Jim Anderson, general manager of computing and graphics business group, has departed AMD to join Lattice Semiconductor

Jim Anderson GM of computing and graphics AMD

Jim Anderson, general manager of AMD’s computing and graphics business group, is the latest exec to leave AMD. Anderson was in charge of overseeing all client computing products in AMD’s lineup, and was steering the division when the company launched one of its most successful products to date: the AMD Ryzen processors.

The department, which covers almost every consumer-facing product in AMD’s lineup, will now be headed by Saeid Moshkelani, whose humble beginnings at AMD began in the semi-custom division. He will now be reporting directly to AMD CEO Lisa Su on all things client computing, and that means the next generation of CPUs, Zen 2 on 7nm, will all fall under his remit.

Anderson’s departure marks another of AMD’s stalwart employees leaving the company, but at least this time it’s not to join rivals Intel. Anderson will be joining Lattice Semiconductor as president and CEO. The company builds field-programmable gate arrays (FPGAs) for various implementations, and was recently close to being bought out by Canyon Bridge, a firm reportedly backed by the Chinese government, before President Donald Trump blocked the acquisition under national security concerns.

Previous AMD departures over the last 12 months have included Raja Koduri, chief architect and big boss of RTG for many years, and Chris Hook, director of product marketing. Both left to join Intel’s ranks and have begun working on a discrete graphics product that Chipzilla is prepping for launch in 2020. Jim Keller also left AMD a few years back, and after a short stint at Tesla, has similarly joined Intel as VP of silicon engineering.

Saied Moshkelani senior vice president and general manager of the AMD Client Compute Group

“We see significant opportunities to continue gaining share and accelerate our growth in the client processor market based on the strength of our premium AMD Ryzen product portfolio and our long-term roadmaps,” AMD CEO Lisa Su says. “Saeid and Darren (senior VP of global computing and graphics sales and EMEA president) are the right leaders to combine our product leadership with strong and strategic customer relationships as we enter our next phase of growth in the client PC market.

“I am grateful to Jim for his many contributions to AMD and wish him the very best as he begins a new chapter in his career,” Su continues.

AMD has confirmed it’s working on many Zen architecture simultaneously, and so the next half-decade is all under Moshkelani’s control.

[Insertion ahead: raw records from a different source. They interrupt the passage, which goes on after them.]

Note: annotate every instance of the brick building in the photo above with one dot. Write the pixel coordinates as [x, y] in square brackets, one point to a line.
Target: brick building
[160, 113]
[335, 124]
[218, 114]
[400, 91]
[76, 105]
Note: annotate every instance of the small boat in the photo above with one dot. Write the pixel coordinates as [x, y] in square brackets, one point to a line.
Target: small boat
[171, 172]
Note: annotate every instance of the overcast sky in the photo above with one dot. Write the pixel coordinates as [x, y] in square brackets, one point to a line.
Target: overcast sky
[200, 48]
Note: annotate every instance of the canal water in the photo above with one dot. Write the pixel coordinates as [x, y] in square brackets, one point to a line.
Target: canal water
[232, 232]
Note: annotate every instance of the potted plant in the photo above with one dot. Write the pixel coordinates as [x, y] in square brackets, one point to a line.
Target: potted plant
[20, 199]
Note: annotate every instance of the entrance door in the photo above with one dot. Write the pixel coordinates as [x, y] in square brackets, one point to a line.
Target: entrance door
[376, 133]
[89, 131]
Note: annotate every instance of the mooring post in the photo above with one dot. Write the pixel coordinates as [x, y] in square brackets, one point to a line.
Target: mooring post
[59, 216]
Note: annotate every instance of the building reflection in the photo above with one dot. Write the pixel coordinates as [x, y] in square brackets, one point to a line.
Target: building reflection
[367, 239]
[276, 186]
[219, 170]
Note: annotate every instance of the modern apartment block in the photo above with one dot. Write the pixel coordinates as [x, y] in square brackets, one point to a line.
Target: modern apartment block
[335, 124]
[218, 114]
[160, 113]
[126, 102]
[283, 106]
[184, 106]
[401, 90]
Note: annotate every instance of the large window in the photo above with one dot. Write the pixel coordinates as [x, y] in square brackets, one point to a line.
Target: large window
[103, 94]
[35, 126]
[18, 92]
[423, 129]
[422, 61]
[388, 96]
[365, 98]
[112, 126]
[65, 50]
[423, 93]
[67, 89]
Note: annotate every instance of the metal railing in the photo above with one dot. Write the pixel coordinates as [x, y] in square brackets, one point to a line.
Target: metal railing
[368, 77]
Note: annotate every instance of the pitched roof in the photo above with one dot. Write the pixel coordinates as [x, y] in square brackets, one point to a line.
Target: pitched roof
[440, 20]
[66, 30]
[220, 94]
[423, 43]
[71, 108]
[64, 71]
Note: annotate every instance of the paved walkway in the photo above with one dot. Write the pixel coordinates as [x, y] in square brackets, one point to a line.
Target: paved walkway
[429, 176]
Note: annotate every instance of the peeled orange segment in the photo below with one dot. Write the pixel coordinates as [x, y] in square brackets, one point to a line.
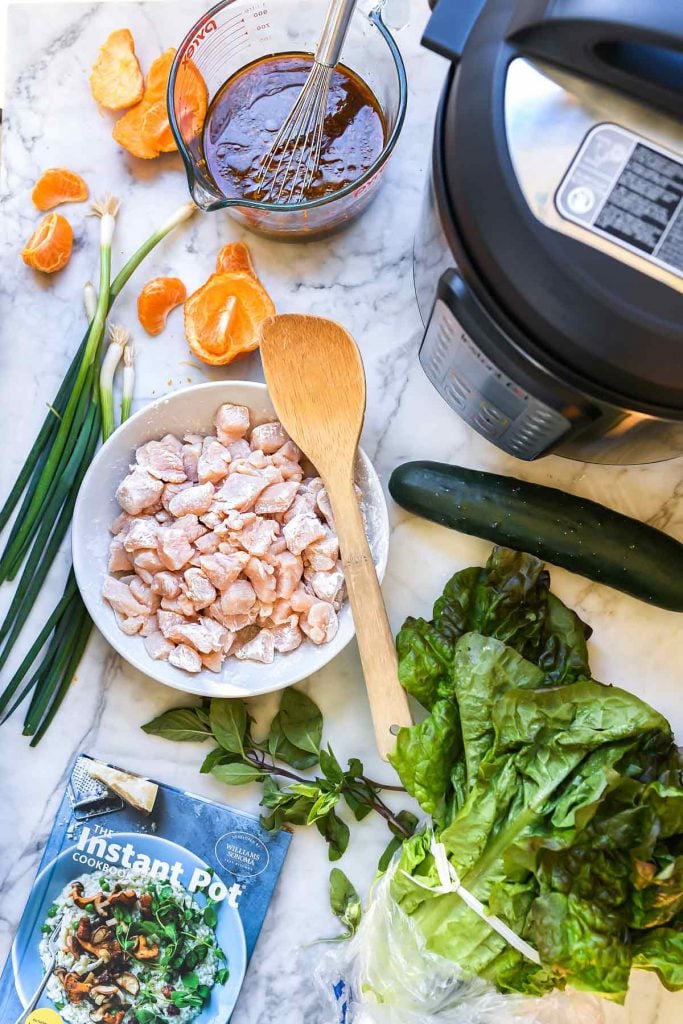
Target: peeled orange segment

AMD has big plans for 2019, or so we’re told, and it’s hard to say for definite whether a staff change at the executive level will affect AMD’s direction from here on out. I’d assume it won’t make a blind bit of difference, however.

AMD has been enjoying record financial and product success in the last year, even hitting new highs not seen for over a decade only a few days ago. Su is surely staying the course from here on out to keep the company’s momentum going as it moves into 7nm with Zen 2 and Threadripper CPUs, and next-gen Navi graphics cards.